PROJECT SUMMARY
Congenital heart disease (CHD) is a group of severe birth defects that collectively represent the leading cause
of birth defect-associated illness and death. Despite the extensive use of clinical genetic testing and whole exome
sequencing (WES), less than a third of CHD cases can currently be accounted for by mutations in protein-coding
genes. Many of the remaining, currently unexplained cases are assumed to be due to non-coding sequence
variants that alter the expression of genes essential for cardiac development. To uncover non-coding variants in
CHD patients, the National Heart, Lung, and Blood Institute's Bench to Bassinet (B2B) and TopMed programs
are using whole genome sequencing (WGS) on large CHD patient cohorts, principally for probands whose prior
WES failed to uncover a likely causative coding variant. WGS of 1,831 patient-parent trios from the B2B cohort
is currently available, with several hundred additional trios currently being sequenced.

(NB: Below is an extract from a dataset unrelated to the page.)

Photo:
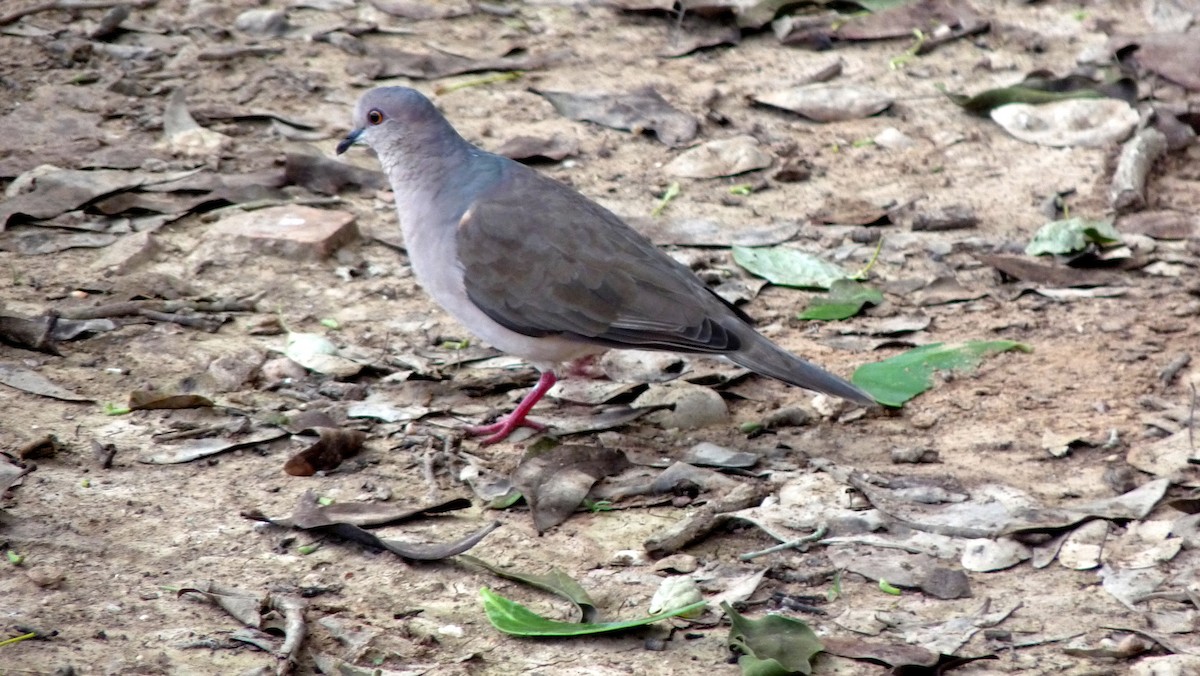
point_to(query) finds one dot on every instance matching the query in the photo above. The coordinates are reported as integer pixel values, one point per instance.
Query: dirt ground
(105, 549)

Initial analyses of ~750
probands have already identified over 2,000 de novo variants in predicted fetal human heart enhancers, along
with a statistically significant excess of genetic loci (27 genes versus 3.7 expected, p=1x10-5) at which the
neighboring human fetal heart enhancers showed multiple de novo variants in cases. This suggests that CHD
risk is conferred through dysregulation of the respective target genes of these enhancers. However, the causality
of these variants in CHD, as well as the molecular underpinnings of their potential pathogenicity, remain to be
demonstrated. Building on our extensive previous work in mapping and characterizing cardiac enhancers at
scale, we propose to perform systematic in vivo functional validation of de novo sequence variants from CHD
patients that reside in predicted heart enhancers to reveal enhancer mutations that contribute to the etiology of
CHD. We will 1) use a combination of comprehensive maps of predicted human heart enhancers, genetic and
epigenomic analysis tools, and massively parallel reporter assays in cardiomyocytes differentiated from induced
pluripotent stem cells (iPSC-CMs) to identify and prioritize cardiac enhancers harboring de novo variants from
CHD patients, 2) use our world-class mouse transgenesis pipeline in combination with novel single-cell
characterization methods to test the reference and variant alleles of 200 prioritized enhancers (400 alleles in
total) at appropriate stages of cardiac development to assess how the risk alleles alter enhancer function in vivo
at cellular resolution, 3) use CRISPR/Cas9 genome engineering to generate 20 knock-in mouse models for
human CHD variant alleles that alter enhancer activity and matched human reference alleles to assess their
impact on the structure and function of the heart using a combination of single-cell transcriptomics and cardiac
phenotyping. Successful completion of the proposed studies will provide foundational insights into the role of
non-coding regulatory sequences in the most common severe human birth defect, identify specific examples of
human enhancer variants conclusively implicated in disease, and provide initial mechanistic insights into their
respective mode of action to provide new avenues for exploring future therapeutics.